On the other hand, the Garden of Eden was full of symbolism, as it kept within, as we mentioned above, the two great symbolic trees of Christianity: the Tree of Life and the Tree of the Knowledge of Good and Evil, which gave the forbidden fruit, associated over time with the apple, maybe because the Latin genus of the fruit is Malus.

But the bible does not mention any particular fruit. The result is that the garden turns into a space to live happily with the creator. However, it is also the field for the first great spiritual battle, because God asked for obedience and loyalty and, consequently, for a life of restraint and rejection of the chant of the serpent, who tries to tempt them with the forbidden fruit. Woods and trees have always been economic and environmental resources for society, but also a space for emotional, cultural and spiritual contact and, evidently, a place for artistic inspiration.

We tried to prove with this document the fact that the ties between trees and people go back thousands of years and have been kept in many cultures in religious rites, folk tradition or literature. Viaggio tra gli alberi da frutto mediterranei fra scienza e lettteratura. Milan: Oscar Mondadori. Brosse, Symbolism of trees in literature. Mythologie des arbres.

Calvino, I. Barcelona: Edicions Frazer, J. Gilgamesh Millet, Eds. Gordi, J. Els arbres mediterranis. Un recorregut pels seus valors culturals i espirituals. Graves, R.

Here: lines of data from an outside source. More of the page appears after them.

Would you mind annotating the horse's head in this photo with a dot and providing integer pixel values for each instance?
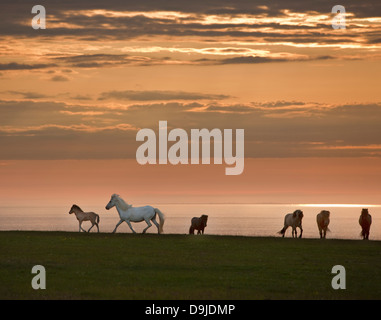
(112, 202)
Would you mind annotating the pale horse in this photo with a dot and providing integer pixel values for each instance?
(130, 214)
(293, 220)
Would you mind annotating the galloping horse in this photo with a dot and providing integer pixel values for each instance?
(294, 220)
(84, 216)
(322, 220)
(129, 214)
(198, 224)
(365, 222)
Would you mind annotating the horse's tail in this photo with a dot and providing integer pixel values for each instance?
(161, 218)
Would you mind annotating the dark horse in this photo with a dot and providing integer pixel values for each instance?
(365, 222)
(198, 224)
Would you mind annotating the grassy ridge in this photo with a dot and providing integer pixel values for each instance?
(128, 266)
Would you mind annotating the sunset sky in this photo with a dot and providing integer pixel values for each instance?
(73, 97)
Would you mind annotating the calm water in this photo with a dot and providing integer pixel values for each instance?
(224, 219)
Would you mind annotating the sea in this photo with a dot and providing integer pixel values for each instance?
(254, 220)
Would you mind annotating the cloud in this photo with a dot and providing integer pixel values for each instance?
(159, 95)
(24, 66)
(59, 78)
(272, 129)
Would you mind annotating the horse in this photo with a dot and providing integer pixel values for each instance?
(365, 222)
(130, 214)
(84, 216)
(198, 224)
(322, 220)
(294, 220)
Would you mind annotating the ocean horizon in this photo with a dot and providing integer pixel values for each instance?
(261, 220)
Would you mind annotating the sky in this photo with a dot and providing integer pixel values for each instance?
(74, 95)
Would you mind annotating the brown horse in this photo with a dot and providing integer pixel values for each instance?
(293, 220)
(322, 220)
(365, 222)
(198, 224)
(84, 216)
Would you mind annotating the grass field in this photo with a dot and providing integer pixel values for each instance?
(129, 266)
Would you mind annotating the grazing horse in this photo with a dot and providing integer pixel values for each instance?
(365, 222)
(322, 220)
(198, 224)
(294, 220)
(84, 216)
(129, 214)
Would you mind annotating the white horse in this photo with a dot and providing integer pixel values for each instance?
(130, 214)
(294, 220)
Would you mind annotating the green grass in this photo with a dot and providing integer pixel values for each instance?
(128, 266)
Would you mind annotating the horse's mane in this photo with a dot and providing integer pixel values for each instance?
(122, 204)
(76, 207)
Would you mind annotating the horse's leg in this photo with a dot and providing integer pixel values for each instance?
(149, 224)
(156, 224)
(117, 225)
(129, 224)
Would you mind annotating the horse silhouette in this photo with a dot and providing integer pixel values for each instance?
(198, 224)
(365, 221)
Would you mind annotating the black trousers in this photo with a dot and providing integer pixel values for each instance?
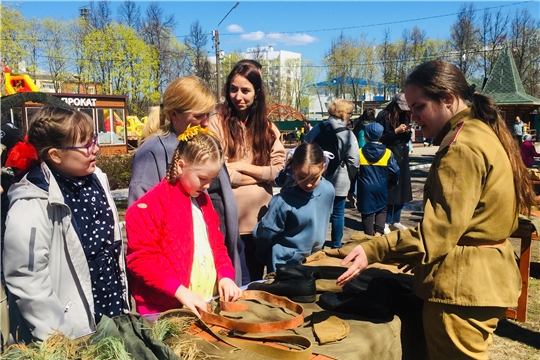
(374, 223)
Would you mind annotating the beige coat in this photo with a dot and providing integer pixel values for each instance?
(469, 193)
(252, 199)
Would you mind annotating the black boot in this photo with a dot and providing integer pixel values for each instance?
(362, 296)
(297, 282)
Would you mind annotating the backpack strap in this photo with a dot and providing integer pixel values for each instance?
(383, 161)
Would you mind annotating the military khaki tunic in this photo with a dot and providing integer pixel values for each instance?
(468, 195)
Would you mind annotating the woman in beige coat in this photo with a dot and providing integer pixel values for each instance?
(253, 149)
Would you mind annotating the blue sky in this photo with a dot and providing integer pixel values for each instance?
(306, 27)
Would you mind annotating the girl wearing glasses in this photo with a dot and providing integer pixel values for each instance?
(64, 265)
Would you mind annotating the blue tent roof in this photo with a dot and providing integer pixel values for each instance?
(349, 81)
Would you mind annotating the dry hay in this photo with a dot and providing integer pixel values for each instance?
(171, 330)
(60, 347)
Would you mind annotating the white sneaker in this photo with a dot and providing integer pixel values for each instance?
(399, 226)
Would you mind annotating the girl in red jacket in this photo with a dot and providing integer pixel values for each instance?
(176, 253)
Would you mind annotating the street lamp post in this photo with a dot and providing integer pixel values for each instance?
(216, 41)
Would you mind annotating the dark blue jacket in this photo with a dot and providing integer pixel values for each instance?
(296, 223)
(378, 172)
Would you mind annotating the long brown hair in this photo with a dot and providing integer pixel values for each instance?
(258, 134)
(437, 79)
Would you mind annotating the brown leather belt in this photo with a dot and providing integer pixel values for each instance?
(467, 241)
(302, 345)
(254, 328)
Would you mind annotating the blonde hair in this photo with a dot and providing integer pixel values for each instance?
(152, 124)
(340, 107)
(51, 127)
(200, 149)
(184, 94)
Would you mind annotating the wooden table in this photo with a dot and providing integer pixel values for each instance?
(525, 233)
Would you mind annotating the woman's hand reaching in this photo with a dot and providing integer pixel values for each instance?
(191, 300)
(359, 263)
(228, 291)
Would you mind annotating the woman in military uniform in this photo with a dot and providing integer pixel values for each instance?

Tree Symbolism and Meanings of Trees


symbolism of trees in literature


Nov 15,  · Your trees may offer sources of whimsical storytelling for visiting friends and family, especially if they have children. Meanings and Symbolism of Trees. Consider a tree gift, with a tale to tell, for a new homeowner, to which they can add stories of their own. This brief listing of the meaning of trees may offer interesting ideas. Tree Symbolism and Meanings with photos of the trees, symbols and symbolic interpretations of trees - discover the ancient mystical and magical meaning of trees from all over the world. Symbolism, therefore, gives universality to the characters and the themes of a piece of literature. Symbolism in literature evokes interest in readers as they find an opportunity to get an insight into the writer’s mind on how he views the world, and how he thinks of common objects and actions, having broader implications.